Poczuła, że ktoś kładzie rękę na jej ramieniu i nie przejmując się kto to, odwróciła się i przytuliła tą osobę. Do jej nozdrzy dotarł zapach fiołków. Lily zawsze pachniała fiołkami. Zaszlochała cicho, gdy dziewczyna zaczęła głaskać jej włosy. Była taka słaba.

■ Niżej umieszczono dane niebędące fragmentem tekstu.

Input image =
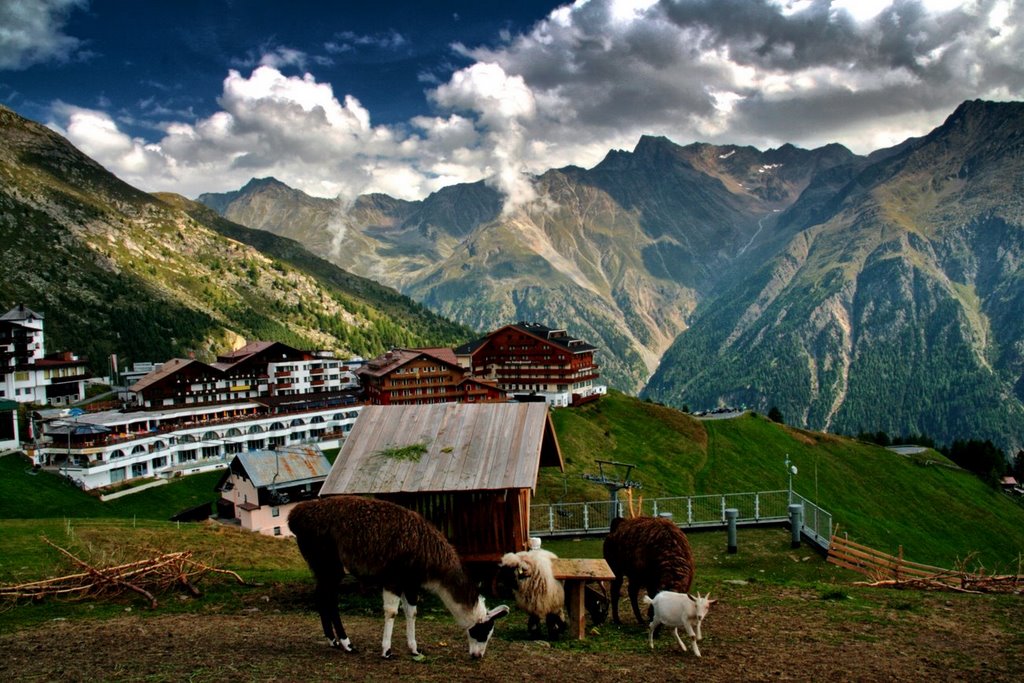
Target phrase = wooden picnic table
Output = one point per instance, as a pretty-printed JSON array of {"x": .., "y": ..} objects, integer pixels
[{"x": 574, "y": 573}]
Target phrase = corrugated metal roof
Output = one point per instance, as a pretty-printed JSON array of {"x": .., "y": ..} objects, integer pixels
[
  {"x": 20, "y": 312},
  {"x": 468, "y": 446},
  {"x": 166, "y": 370},
  {"x": 295, "y": 466}
]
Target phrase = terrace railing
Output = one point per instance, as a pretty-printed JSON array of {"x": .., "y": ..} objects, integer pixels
[{"x": 770, "y": 507}]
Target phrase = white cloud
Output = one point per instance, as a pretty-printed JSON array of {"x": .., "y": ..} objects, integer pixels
[
  {"x": 33, "y": 32},
  {"x": 504, "y": 105},
  {"x": 97, "y": 135},
  {"x": 594, "y": 76}
]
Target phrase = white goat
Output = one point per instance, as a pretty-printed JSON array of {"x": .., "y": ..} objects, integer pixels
[
  {"x": 679, "y": 609},
  {"x": 537, "y": 591}
]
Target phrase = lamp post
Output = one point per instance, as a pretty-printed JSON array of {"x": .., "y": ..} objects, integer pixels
[{"x": 791, "y": 469}]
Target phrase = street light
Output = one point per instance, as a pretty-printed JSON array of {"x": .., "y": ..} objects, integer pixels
[{"x": 791, "y": 469}]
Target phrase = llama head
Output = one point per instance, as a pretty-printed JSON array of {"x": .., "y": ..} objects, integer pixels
[{"x": 479, "y": 632}]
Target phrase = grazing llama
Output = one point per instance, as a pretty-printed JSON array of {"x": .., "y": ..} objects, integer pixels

- On się obudzi, Gabrielle. Wiem to.
Pociągnęła nosem i odsunęła się od rudowłosej. Powolnym ruchem ręki otarła łzy i spojrzała na przyjaciółkę, która patrzyła na nią z góry. Aż dziwne, że to ona pozbierała się po tym wszystkim najszybciej. Ale czego mogła spodziewać się po Lily Evans? Wiedziała, że potrzebna jest osoba, która sprawi, że wszyscy pozbierają się do kupy. Nawet teraz, nie przejmowała się własnymi problemami, tylko była tutaj z nią, starając się podnieść Gabrielle na duchu.
- Ale kiedy? Minęły cztery dni, Lily – westchnęła. - Martwię się o niego. Tak bardzo się martwię.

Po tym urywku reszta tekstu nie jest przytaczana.